Surat B.600/2005 ini memberikan penafsiran yang dijadikan dasar bagi perusahaan untuk tidak memberikan hak Pekerja yang mengudurkan diri atas Uang Penggantian Perumahan Dan Pengobatan yang besarnya 15%. Dari Uang Pesangon dan/atau Uang Penghargaan Masa Kerja (“UPMK”). Kurang lebih Surat B.600/2005 berisi sebagai berikut :
1.Pekerja/ buruh yang bersangkutan tidak berhak atas Uang Pesangon sebagaimana dimaksud pada pasal 156, ayat (2) dan UPMK sebagaimana dimaksud dalam pasal 156 ayat (3). undang-undang Nomor 13 Tahun 2003 tentang Ketenagakerjaan.
2.Pekerja/ buruh yang bersangkutan berhak atas uang penggantian hak sesuai dengan pasal 156 ayat (4) dan uang pisah.
3.Uang penggantian hak sebagaimana dimaksud pada angka 2 meliputi:
a.cuti tahunan yang belum diambil dan belum gugur;
b.biaya atau ongkos pulang untuk pekerja/buruh dan keluarganya ke tempat di mana pekerja/ buruh diterima bekerja;
c.Penggantian Perumahan Serta Pengobatan dan perawatan sebesar 15% (lima belas per seratus) dari uang pesangon dan atau UPMK bagi yang memenuhi syarat.
d.Hal-hal yang disepakati dalam perjanjian kerja, peraturan perusahaan atau perjanjian kerja bersama.

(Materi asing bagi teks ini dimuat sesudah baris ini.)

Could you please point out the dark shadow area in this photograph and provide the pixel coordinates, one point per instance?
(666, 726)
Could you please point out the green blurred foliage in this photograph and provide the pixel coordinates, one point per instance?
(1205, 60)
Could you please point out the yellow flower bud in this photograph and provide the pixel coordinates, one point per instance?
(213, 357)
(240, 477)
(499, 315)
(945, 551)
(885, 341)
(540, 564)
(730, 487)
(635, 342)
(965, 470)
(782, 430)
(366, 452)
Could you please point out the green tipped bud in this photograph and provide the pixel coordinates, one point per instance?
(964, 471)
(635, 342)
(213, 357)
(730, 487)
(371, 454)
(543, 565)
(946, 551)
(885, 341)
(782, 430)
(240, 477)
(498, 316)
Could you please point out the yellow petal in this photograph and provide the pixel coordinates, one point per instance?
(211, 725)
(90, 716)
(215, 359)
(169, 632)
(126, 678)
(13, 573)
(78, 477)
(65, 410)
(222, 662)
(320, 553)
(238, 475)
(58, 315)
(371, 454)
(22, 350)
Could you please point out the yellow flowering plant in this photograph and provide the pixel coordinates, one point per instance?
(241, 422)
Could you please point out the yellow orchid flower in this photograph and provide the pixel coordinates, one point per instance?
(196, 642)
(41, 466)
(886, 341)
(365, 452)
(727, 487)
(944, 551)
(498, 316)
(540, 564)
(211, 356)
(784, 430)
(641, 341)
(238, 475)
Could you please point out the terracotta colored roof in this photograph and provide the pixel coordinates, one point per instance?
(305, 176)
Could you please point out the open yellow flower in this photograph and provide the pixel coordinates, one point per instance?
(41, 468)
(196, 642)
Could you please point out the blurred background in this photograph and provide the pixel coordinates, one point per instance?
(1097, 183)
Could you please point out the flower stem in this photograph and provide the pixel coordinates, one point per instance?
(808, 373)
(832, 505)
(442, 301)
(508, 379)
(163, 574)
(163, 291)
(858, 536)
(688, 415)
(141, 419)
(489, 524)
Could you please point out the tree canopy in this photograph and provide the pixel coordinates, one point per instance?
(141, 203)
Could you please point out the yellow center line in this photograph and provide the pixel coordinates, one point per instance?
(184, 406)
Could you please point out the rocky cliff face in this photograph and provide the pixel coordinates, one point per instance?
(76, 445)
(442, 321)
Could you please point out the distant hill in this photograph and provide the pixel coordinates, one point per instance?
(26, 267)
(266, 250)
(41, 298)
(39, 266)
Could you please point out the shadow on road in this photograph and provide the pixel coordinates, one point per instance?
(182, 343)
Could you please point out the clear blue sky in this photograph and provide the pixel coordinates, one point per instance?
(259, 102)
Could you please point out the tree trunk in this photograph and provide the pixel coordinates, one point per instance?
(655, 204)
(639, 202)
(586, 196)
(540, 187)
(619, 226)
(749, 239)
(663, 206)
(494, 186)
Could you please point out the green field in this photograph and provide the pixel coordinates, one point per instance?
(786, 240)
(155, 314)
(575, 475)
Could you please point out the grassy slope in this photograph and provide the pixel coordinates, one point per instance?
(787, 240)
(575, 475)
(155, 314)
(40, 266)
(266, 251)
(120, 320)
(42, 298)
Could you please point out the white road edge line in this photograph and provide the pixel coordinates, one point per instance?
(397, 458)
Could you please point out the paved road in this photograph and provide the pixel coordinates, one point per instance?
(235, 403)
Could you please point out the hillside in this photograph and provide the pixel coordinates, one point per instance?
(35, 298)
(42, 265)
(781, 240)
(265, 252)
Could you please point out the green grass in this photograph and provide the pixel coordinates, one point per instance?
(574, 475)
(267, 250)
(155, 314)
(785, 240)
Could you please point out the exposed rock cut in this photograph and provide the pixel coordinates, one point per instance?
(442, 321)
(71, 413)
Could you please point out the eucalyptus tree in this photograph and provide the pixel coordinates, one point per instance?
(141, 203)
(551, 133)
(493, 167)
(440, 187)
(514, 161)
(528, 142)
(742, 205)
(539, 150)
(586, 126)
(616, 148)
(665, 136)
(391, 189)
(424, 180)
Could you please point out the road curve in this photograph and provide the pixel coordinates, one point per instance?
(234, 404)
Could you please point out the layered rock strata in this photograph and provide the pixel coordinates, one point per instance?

4.Oleh karena pekerja/buruh yang mengundurkan diri tidak mendapatkan uang pesangon dan UPMK maka pekerja/ buruh yang bersangkutan tidak mendapatkan penggantian uang perumahan, serta pengobatan dan perawatan sebagaimana ketentuan dalam Pasal 156 ayat (4)
Bagi kawan saya itu, Uang Penggantian Perumahan dan Pengobatan yang besarnya 15% dari uang pesangon dan/atau UPMK, akan sangat berarti baginya yang hendak memulai usaha sendiri. Namun karena Surat B.600/2005 ini, kawan saya harus mencukupkan diri dengan pinjaman yang sudah dipegangnya. Pertanyaannya, apakah memang Pekerja yang mengundurkan diri tidak berhak atas Uang Penggantian Perumahan Dan Pengobatan? Saya punya 2 alasan mengapa Pekerja berhak atas uang tersebut.
1.Hak Tersebut Diatur Dalam Pasal 162 ayat (1) UU No. 13 tahun 2003 tentang Ketenagakerjaan (“UU 13/2003”)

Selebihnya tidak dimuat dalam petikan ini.